Jason, got your pictures right here...we stayed all day...moved a couple times a Ray finally got his pomp in at about 3pm...no other bites...no other fish. It got HOTTT today during the afternoon. Thanks for the pomp


----------



## j_purdy (Oct 9, 2007)

Good-looking pics. Thanks!

-Jason


----------



## wirenut (Sep 30, 2007)

:clap


----------



## Fuhrer48 (Oct 2, 2007)

Thats awesome fellas! Glad you got into some!


----------



## yankee (Oct 1, 2007)

You did better than zack andI didSat, We went to portafino and got wind burn. Nice going Ray that is #2 for you now. :clap :clap


----------



## Fishermon (Oct 19, 2007)

Excellent!!!....love pompano.Konz I talked to you once at the fishing pier you offered me your drop net (thank you). People were tearing the bonita out that one morning.J Purdy those waders are awesomegot one for xmas...waded out a couple times (lowtide navarre beach)...chest high no problem...Thank you for the report and pics.


----------



## konz (Oct 1, 2007)

No problem fishermon, anytime I'm out there people know my stuff is like community stuff. I've been known to share my entire tackle bag....lol. 

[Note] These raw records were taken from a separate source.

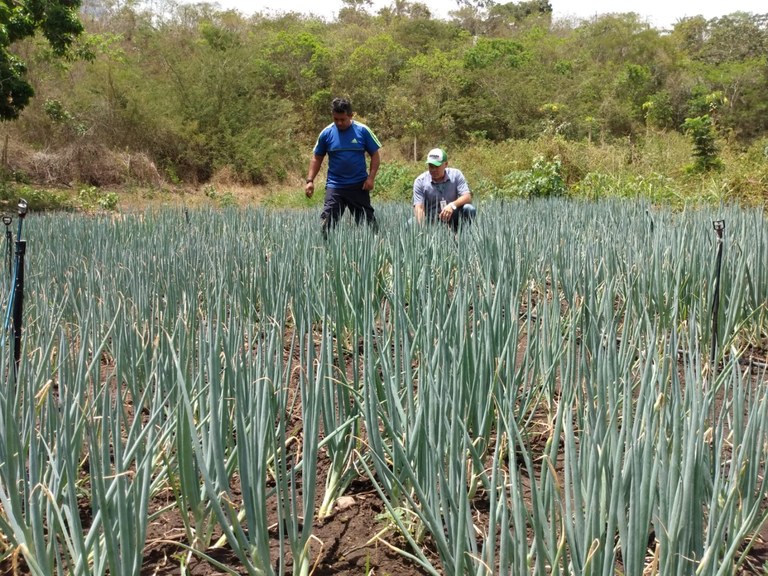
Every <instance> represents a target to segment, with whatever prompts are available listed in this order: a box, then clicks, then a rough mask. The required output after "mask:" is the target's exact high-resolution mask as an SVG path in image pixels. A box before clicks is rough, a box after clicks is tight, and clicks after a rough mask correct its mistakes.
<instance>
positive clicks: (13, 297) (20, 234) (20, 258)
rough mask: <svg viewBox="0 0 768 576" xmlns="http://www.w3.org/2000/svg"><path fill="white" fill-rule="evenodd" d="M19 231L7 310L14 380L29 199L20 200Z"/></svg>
mask: <svg viewBox="0 0 768 576" xmlns="http://www.w3.org/2000/svg"><path fill="white" fill-rule="evenodd" d="M18 208H19V211H18V214H19V231H18V234H16V269H15V270H14V273H13V279H14V280H13V286H11V301H10V302H9V303H8V306H9V307H10V309H9V310H8V311H7V312H8V313H9V314H10V315H11V316H10V317H11V318H12V321H13V360H14V372H13V380H14V382H15V381H16V377H17V375H18V373H19V365H20V363H21V330H22V323H23V319H24V254H25V253H26V251H27V242H26V240H22V239H21V230H22V226H23V224H24V217H25V216H26V215H27V201H26V200H24V199H23V198H22V199H21V200H19V207H18ZM7 322H8V317H6V326H5V328H6V330H7V329H8V324H7Z"/></svg>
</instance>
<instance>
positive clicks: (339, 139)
mask: <svg viewBox="0 0 768 576" xmlns="http://www.w3.org/2000/svg"><path fill="white" fill-rule="evenodd" d="M379 148H381V142H379V139H378V138H376V135H375V134H374V133H373V131H372V130H371V129H370V128H368V126H366V125H365V124H361V123H360V122H356V121H354V120H353V121H352V124H350V126H349V128H347V129H346V130H339V129H338V128H337V127H336V125H335V124H330V125H328V126H326V127H325V128H324V129H323V131H322V132H320V136H318V137H317V142H315V148H314V150H313V152H314V154H315V155H317V156H325V155H326V154H327V155H328V178H327V180H326V186H327V187H328V188H352V187H354V186H357V185H359V184H362V183H363V182H365V179H366V178H368V167H367V164H366V160H365V154H366V152H367V153H368V154H373V153H374V152H376V150H378V149H379Z"/></svg>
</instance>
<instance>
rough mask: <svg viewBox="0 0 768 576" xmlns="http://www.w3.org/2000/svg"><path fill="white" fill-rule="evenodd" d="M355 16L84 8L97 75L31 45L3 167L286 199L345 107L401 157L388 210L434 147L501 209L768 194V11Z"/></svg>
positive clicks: (119, 181) (393, 181) (86, 49)
mask: <svg viewBox="0 0 768 576" xmlns="http://www.w3.org/2000/svg"><path fill="white" fill-rule="evenodd" d="M342 6H343V7H342V9H341V10H340V11H339V14H338V17H337V18H336V19H335V20H333V21H325V20H322V19H319V18H315V17H310V16H306V15H301V14H294V13H289V14H283V15H278V16H275V15H265V14H258V13H257V14H255V15H253V16H252V17H244V16H243V15H241V14H239V13H237V12H234V11H222V10H220V9H217V8H216V7H215V5H212V4H208V3H200V4H193V5H178V4H176V3H171V2H169V3H155V2H152V3H143V2H137V1H134V0H128V1H125V2H122V1H121V2H117V1H116V0H88V1H86V2H84V3H83V5H82V8H81V20H82V23H83V25H84V27H85V30H86V32H85V33H84V34H82V35H81V37H80V38H79V39H78V40H77V41H76V42H75V45H74V46H73V50H72V51H71V53H72V54H74V55H80V56H81V57H80V58H79V59H73V58H69V59H65V60H62V59H55V58H51V49H50V46H48V45H47V44H46V43H45V42H44V41H43V40H42V39H39V38H37V39H31V40H30V39H27V40H23V41H20V42H17V43H16V44H14V46H13V48H14V51H15V53H16V54H18V55H19V56H20V58H21V59H22V60H23V61H24V62H26V63H27V65H28V78H29V81H30V82H31V84H32V85H33V86H34V88H35V91H36V98H34V99H33V100H32V102H31V103H30V104H29V105H28V106H27V108H26V109H25V110H24V112H23V113H22V115H21V117H20V118H19V119H18V120H17V121H14V122H12V123H6V124H5V125H4V126H3V129H4V132H5V133H6V137H7V139H6V144H5V149H4V155H3V159H4V162H5V165H6V167H7V168H9V170H10V172H12V173H13V175H14V176H15V178H16V180H18V181H22V182H23V181H25V180H26V181H39V180H40V177H41V175H42V176H44V177H45V179H46V180H47V181H48V182H49V183H51V184H55V183H57V181H58V183H61V182H67V183H73V182H74V183H84V184H87V185H96V186H110V185H115V184H121V183H124V182H125V180H126V179H128V180H133V181H140V182H144V183H146V182H149V183H152V184H153V185H154V184H157V183H158V182H162V183H194V184H200V183H203V184H205V183H209V182H221V181H227V182H237V183H240V184H247V185H252V184H256V185H258V184H283V185H288V184H291V183H292V182H296V181H298V179H299V178H300V177H301V175H302V174H303V172H304V170H305V169H306V160H307V157H308V154H309V149H310V147H311V145H312V142H313V140H314V138H315V136H316V134H317V131H318V130H319V129H320V128H322V127H323V126H324V125H325V124H327V122H328V121H329V116H328V104H329V101H330V99H331V98H332V97H333V96H335V95H346V96H349V97H350V98H351V99H352V101H353V103H354V104H355V107H356V109H357V111H358V114H359V118H360V119H361V120H362V121H364V122H366V123H368V124H369V125H370V126H371V127H373V128H374V130H375V131H376V132H377V135H378V136H379V137H380V138H381V139H382V141H383V142H384V145H385V152H386V154H385V164H386V165H385V166H384V169H383V170H382V179H381V183H383V184H381V185H380V186H379V189H380V193H382V194H389V195H390V196H391V197H398V198H399V197H402V196H403V195H406V194H407V188H408V182H409V180H410V179H411V178H412V176H413V174H414V171H415V170H418V168H420V165H419V166H416V163H413V162H412V161H413V159H414V158H420V157H421V155H423V153H424V151H425V150H426V149H428V148H430V147H432V146H434V145H442V146H445V147H447V148H448V149H449V150H450V151H451V153H452V154H451V158H452V159H453V160H456V161H457V162H456V163H457V164H458V165H460V166H461V167H462V168H464V169H465V171H468V172H469V174H468V175H469V176H470V178H471V180H472V182H473V185H474V187H475V189H476V190H478V191H480V192H483V193H485V194H488V195H491V196H505V195H510V194H512V195H514V194H516V195H528V196H530V195H549V194H550V193H551V192H552V190H551V188H552V186H553V184H554V188H555V192H558V191H559V190H560V188H559V184H558V182H559V181H562V183H563V189H567V190H568V191H569V192H573V191H576V192H579V191H580V192H582V193H584V194H588V195H602V194H603V193H605V192H606V191H616V190H624V191H625V192H624V194H629V195H637V194H639V193H641V192H643V191H648V189H650V190H651V192H652V193H651V194H650V196H651V197H657V198H662V199H669V198H671V197H673V196H674V195H675V194H677V193H678V192H676V190H680V188H681V187H686V186H687V187H688V188H689V189H693V188H695V189H698V190H701V189H705V190H704V192H705V195H709V196H712V197H716V198H719V199H723V198H729V197H732V196H735V197H737V198H738V199H745V198H746V199H750V200H761V199H764V197H765V195H766V194H768V168H766V155H767V154H768V109H767V108H768V60H767V57H766V54H768V14H747V13H734V14H730V15H728V16H725V17H722V18H716V19H712V20H707V19H705V18H703V17H693V18H686V19H683V20H681V21H679V22H677V23H676V24H675V26H674V28H673V29H671V30H659V29H655V28H654V27H652V26H651V25H650V24H649V23H647V22H645V21H643V20H642V19H641V18H640V17H638V16H637V15H636V14H631V13H629V14H607V15H603V16H599V17H596V18H594V19H590V20H586V21H563V20H554V19H553V18H552V15H551V6H550V4H549V2H546V1H540V0H534V1H530V2H517V3H515V2H512V3H507V4H500V3H494V2H478V1H475V2H468V1H462V2H459V3H457V7H458V9H457V10H455V11H454V12H452V13H451V14H452V17H451V19H449V20H441V19H436V18H434V17H433V16H432V15H431V14H430V12H429V9H428V7H427V6H426V5H425V4H421V3H418V2H407V1H403V0H396V1H394V2H393V4H392V5H391V6H390V7H388V8H384V9H381V10H379V11H378V12H377V13H376V14H372V13H371V12H370V10H369V9H367V6H366V2H365V1H361V0H344V1H343V3H342ZM83 56H85V57H83ZM31 151H36V152H35V153H34V154H32V152H31ZM419 164H420V163H419ZM702 174H704V175H705V177H704V178H701V176H700V175H702ZM696 175H698V176H696ZM542 178H543V181H542ZM670 178H671V179H674V186H673V185H671V184H670V182H672V180H669V179H670ZM542 182H543V184H542ZM521 190H523V192H521ZM626 190H629V192H626ZM542 191H543V192H542ZM545 192H546V194H545Z"/></svg>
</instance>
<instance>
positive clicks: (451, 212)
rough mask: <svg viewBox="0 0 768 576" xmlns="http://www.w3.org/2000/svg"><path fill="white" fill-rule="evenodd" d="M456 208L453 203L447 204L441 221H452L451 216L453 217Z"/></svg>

Yankee.......it' only took all day to get number 2....lol. It was the biggest but that's number 2....man I can't wait till March!!!


----------



## Fishermon (Oct 19, 2007)

Konz did you catch your share of bonita that one day?..I think it twas the 4th...if I remember right...I left the pier and people were still catching lots. ...great action indeed.


----------



## konz (Oct 1, 2007)

Sure didn't.....don't know what was going on, they would follow my jig but just wouldn't take it......I wasn't doing something right......oh well


----------



## J.Sharit (Oct 3, 2007)

Hey Konz nice pomp! Should have called you guys sat. I went to the pier and it was a fairly slow day. They caught a few bo's but not much else. I went by GBBT around 6:45 or so but I did'nt see you guys I figured you had already come and gone. Glad to see someone caught some fish though. I did'nt shark fish at all though. That wave action seemed a bit rough to launch a boxed lunch to our toothy friends.


----------



## konz (Oct 1, 2007)

Yeah bro you just missed us, we left right about 645 and heading out. Looking forward to getting up with you and wetting a line. I'm hoping to go some time this weekend. Not 100% sure yet, but hoping!


----------



## surfstryker (Sep 28, 2007)

Hey Konz and crazyfire and yankee, I know I've been slackin on my fishin lately, but call me next time yall go, maybe it will motivate me.(Inever caught a pomp.)


----------



## konz (Oct 1, 2007)

Will do buddy


----------